How To Choose An AI Model In Copilot Studio [GPT-5, Claude]

If you’ve opened Copilot Studio recently and noticed a dropdown to select your agent’s AI model, you’re not alone in wondering — which one should I pick? The options have expanded fast. You’ve got GPT-4.1, GPT-5 Chat, GPT-5 Reasoning, Claude Sonnet 4.5, Claude Opus 4.1, and more. It can feel overwhelming when you’re just trying to build a working agent.

In this tutorial, I’ll walk you through everything you need to know about AI model selection in Copilot Studio — what each model does, when to use it, how to switch models, and what your admin needs to set up before you can use the newer ones. I’ll also cover some real practical scenarios so you know exactly which model fits which situation.

Let’s get into it.

Why Does AI Model Choice Even Matter?

Think of the AI model as the brain powering your Copilot agent. When a user asks a question, the model is what decides how to understand that question and frame a response.

Different models are built differently — some are faster, some are more thorough, some are better at following complex instructions, and some are particularly good at reasoning through multi-step problems.

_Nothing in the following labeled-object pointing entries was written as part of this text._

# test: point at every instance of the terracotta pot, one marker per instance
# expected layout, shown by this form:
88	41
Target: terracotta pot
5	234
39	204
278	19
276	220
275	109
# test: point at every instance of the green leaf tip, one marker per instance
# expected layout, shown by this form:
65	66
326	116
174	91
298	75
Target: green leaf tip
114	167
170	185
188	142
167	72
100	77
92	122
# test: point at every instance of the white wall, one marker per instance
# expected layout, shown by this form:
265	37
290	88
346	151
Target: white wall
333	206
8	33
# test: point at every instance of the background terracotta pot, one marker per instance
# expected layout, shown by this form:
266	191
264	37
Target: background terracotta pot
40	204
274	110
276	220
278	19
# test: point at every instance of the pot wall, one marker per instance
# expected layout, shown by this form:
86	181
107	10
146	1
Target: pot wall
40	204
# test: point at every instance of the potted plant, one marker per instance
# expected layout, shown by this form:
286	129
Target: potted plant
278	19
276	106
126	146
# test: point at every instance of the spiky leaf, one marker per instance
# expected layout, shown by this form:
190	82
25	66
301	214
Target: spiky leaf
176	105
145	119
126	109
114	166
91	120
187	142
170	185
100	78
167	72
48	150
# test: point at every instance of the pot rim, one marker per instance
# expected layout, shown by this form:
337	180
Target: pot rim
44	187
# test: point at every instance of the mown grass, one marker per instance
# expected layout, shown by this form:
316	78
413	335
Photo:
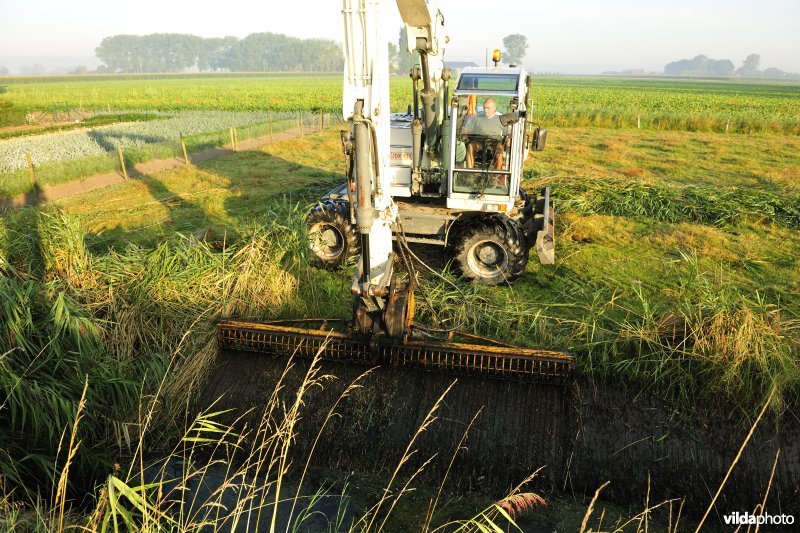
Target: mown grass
652	282
659	104
18	182
127	282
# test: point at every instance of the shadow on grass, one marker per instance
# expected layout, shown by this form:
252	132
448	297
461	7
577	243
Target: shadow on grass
217	199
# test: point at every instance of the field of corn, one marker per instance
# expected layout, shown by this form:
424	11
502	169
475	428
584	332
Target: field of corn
677	271
721	106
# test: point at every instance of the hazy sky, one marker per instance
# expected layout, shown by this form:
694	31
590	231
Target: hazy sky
569	36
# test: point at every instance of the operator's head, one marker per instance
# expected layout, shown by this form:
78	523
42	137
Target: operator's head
489	106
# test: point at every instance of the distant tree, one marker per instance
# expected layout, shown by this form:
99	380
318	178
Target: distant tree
265	52
215	53
700	66
173	52
721	67
773	72
33	70
516	47
750	65
405	59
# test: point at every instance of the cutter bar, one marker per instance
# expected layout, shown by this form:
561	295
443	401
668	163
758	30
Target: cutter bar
507	362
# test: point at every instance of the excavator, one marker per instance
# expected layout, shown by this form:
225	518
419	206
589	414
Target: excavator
445	173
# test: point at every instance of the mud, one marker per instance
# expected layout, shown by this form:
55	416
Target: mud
580	435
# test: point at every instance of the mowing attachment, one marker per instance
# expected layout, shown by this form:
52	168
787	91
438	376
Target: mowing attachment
483	357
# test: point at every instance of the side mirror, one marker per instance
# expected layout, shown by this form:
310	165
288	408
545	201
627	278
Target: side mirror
539	138
509	118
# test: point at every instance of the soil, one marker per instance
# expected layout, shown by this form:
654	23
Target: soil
580	435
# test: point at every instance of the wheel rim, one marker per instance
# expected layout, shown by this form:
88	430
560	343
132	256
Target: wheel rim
488	259
326	241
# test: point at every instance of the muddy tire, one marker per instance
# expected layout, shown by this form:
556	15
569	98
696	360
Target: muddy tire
492	251
332	239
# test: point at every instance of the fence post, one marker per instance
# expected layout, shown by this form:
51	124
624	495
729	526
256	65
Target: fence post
183	147
33	176
122	162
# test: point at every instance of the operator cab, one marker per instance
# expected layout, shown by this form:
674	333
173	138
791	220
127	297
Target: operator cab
486	145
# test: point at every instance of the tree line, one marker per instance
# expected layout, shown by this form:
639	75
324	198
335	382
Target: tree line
258	52
705	66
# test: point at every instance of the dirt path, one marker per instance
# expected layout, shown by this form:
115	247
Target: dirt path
48	193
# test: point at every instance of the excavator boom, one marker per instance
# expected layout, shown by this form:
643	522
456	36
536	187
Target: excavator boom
381	329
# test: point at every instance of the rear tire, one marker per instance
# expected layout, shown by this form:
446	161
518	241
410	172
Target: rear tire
332	239
491	251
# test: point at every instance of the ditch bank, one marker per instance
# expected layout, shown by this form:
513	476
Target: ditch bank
580	435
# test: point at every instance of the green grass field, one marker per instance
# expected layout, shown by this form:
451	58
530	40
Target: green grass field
563	101
676	264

Picking the wrong model won’t break your agent, but it can lead to:

Slow responses when a lightweight model would do the job just fine
Shallow or incomplete answers when your use case needs deeper reasoning
Higher message consumption than you expected
Inconsistent formatting, even when you’ve given detailed instructions

So yes, model choice genuinely matters, and now that Copilot Studio lets you switch, it’s worth understanding what each option brings to the table.

How to Change the AI Model in Copilot Studio

Before we dive into which model to pick, let me show you how to actually change it. It’s simpler than you’d think.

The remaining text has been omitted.